特に男で明らかであったが,福岡市在住の感染者の割合が高かった(図3)。しかし,罹患率を見ると,7月の学内クラスターの発生がなかったならば,福岡市在住の九産大生の罹患率は20歳代一般住民の罹患率よりも有意に低い。感染者数のみを見ているのは片手落ちであろう。実際,福岡市や北九州市以外の福岡県内に在住する学生の罹患率は,20歳代一般住民の罹患率よりも有意に高い(表3)。これらは,福岡市までの通学が感染リスクになっている可能性を示唆する。

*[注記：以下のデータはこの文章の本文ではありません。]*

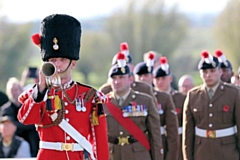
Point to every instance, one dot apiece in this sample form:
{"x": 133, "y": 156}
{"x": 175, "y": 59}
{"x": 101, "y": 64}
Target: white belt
{"x": 162, "y": 130}
{"x": 80, "y": 139}
{"x": 60, "y": 146}
{"x": 215, "y": 133}
{"x": 179, "y": 130}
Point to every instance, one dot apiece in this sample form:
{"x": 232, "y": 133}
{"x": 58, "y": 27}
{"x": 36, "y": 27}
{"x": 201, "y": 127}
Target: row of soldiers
{"x": 144, "y": 118}
{"x": 205, "y": 126}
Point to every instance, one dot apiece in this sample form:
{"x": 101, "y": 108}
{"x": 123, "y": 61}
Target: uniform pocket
{"x": 137, "y": 147}
{"x": 226, "y": 113}
{"x": 198, "y": 113}
{"x": 229, "y": 140}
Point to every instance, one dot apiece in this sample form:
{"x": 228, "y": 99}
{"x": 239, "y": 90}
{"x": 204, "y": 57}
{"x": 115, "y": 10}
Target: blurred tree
{"x": 14, "y": 49}
{"x": 227, "y": 33}
{"x": 147, "y": 25}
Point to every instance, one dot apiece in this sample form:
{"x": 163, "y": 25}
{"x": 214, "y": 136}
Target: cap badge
{"x": 55, "y": 46}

人口集団を感受性者,感染してから感染性を持つまでの感染性待ち時間の状態にある者,感染性者,隔離・回復者の四つの区分に分けた数理モデルをSEIRモデルという‍19)。COVID-19についてSEIRモデルを構築し,感染リスクを評価すると,飲食店の時短強化よりも飛沫防止策の徹底やテレワーク,イベント制限などの総合的な対策が大きな効果を示すことを主張する研究もある‍20)。大学では対面授業の実施に力を注ぐのは当然であろうが,遠隔授業も積極的に併用して,遠方に住んでいる学生や持病のある学生は,長時間をかけての遠距離通学をしなくて済むような仕組みを取り入れることも考えてよい。

(4) COVID-19感染拡大をうけての学生の不安

COVID-19の感染拡大は大学生の間に大きな不安をもたらし,うつ状態に陥った者もいる‍21)22)。九産大では,不安を訴える学生に対して学生相談室が対応してきた。しかし,COVID-19は感染症であり,保健室のスタッフが電話相談を受け持っていたので,保健室でのメンタルケアも非常に重要であった。たとえば,保健室に相談のあった学生の居住地を見ると,男の非感染者では,福岡市や北九州市以外の福岡県在住者の割合が有意に高かった(図4)。彼らは,遠距離通学で感染リスクが高まることを知っており,僅かな症状でも不安を感じて相談してきた学生が多かったと推測している。非感染の相談者数が第2,3波の時期に増えたことも(図1),社会における感染者の増加が報じられると,不安が高まる学生がいることを示すものであろう。あらかじめ判った感染者と濃厚接触者を除く234人の中からは,PCR検査での陽性者は1人しか出ず,111人は電話相談のみで納得したという結果(表4)も,学生の不安にきちんと向き合うことの大切さを示すものであろう。我々は,学生の不安を受けとめ,これを軽減する努力が大学におけるCOVID-19対策の大きな柱になると考えている。

謝辞

多くの学生を保健室につないで下さった教員や事務職員の皆様に深謝いたします。本論文に関して,開示すべきCOI状態はありません。